Remitano crypto exchange hacked for $2.7 million, narrowly avoids a further $1.4 million tether loss

Remitano, a peer-to-peer cryptocurrency exchange, experienced odd large-scale withdrawals on September 14, which it later confirmed were part of a hack. The attack resulted in the withdrawal of cryptocurrencies worth $2.7 million.

Another $1.4 million worth of customer crypto narrowly escaped theft, but Tether averted it by freezing one of the attacker’s addresses.

The hack details 

• The large-scale transactions were first observed by blockchain analytic platform Cyvers, which alerted the crypto community on X (formerly Twitter) about the suspicious transactions.
• After receiving a tip about the data breach, Remitano’s security team found that sensitive data was compromised. A small sum of money was also moved from its secure wallets to suspicious accounts through unauthorized withdrawals.
• One such suspicious wallet address had no prior transaction history before it received around $1.4 million in tether (USDT), $208,000 in USD Coin (USDC), and 104,000 Ankr tokens – worth $2,000 at the time

Remitano’s response

• In an official statement on its website, the company highlighted in detail its corrective measures and its withdrawal recovery plans. 
• Some of these measures include temporarily suspending coin deposits and withdrawals and partnering with Cyvers Alerts and Tether to monitor and freeze all accounts accessed by the hacker closely. 
• It also transferred user funds to secure cold wallets, deactivated the old wallet addresses, and advised users to create new deposit wallet addresses and disregard the old ones. 
• Remitano assured users that their assets are safe and that the bitcoin, bitcoin cash and litecoin chains on its platform were not affected and are the only coins users should transfer on the platform for now. 

Key quote 

Remitano said: 

“As a result [of the data breach], a small amount of funds from the exchange’s hot wallets were transferred to suspicious wallet addresses through unauthorized withdrawal transactions. Immediately upon detecting the breach, we have taken decisive actions to mitigate impacts on our users.

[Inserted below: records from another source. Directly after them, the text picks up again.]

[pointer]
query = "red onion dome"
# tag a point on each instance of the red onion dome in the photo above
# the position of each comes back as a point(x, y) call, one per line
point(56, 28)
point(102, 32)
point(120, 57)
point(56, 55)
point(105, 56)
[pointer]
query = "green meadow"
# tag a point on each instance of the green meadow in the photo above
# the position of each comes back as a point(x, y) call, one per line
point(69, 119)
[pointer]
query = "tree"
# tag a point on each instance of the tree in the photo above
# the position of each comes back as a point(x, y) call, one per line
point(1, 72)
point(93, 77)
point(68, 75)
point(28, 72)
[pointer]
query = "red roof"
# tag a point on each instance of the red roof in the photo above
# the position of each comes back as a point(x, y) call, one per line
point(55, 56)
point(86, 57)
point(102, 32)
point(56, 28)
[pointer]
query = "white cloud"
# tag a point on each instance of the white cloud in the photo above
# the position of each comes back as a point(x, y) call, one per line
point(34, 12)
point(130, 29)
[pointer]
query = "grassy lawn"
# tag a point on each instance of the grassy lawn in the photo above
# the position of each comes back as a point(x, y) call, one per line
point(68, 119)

In response to this unfortunate situation, a specialized investigation team was promptly established to thoroughly examine the incident and fully enhance our overall security infrastructure to prevent any further occurrences.” 

Zoom out 

• Although 2023 has witnessed a reduction in crypto crime, there have been a series of notable crypto exchange hacks that led to leaked private keys and stolen funds.
• The United State’s Federal Bureau of Investigation (FBI) attributes these hacks to the Lazarus Group, a notorious cybercrime organization believed to be affiliated with the North Korean government. 
• The cybercrime organization is suspected of stealing $41 million from gambling site Stake and $27 million from crypto exchange CoinEx.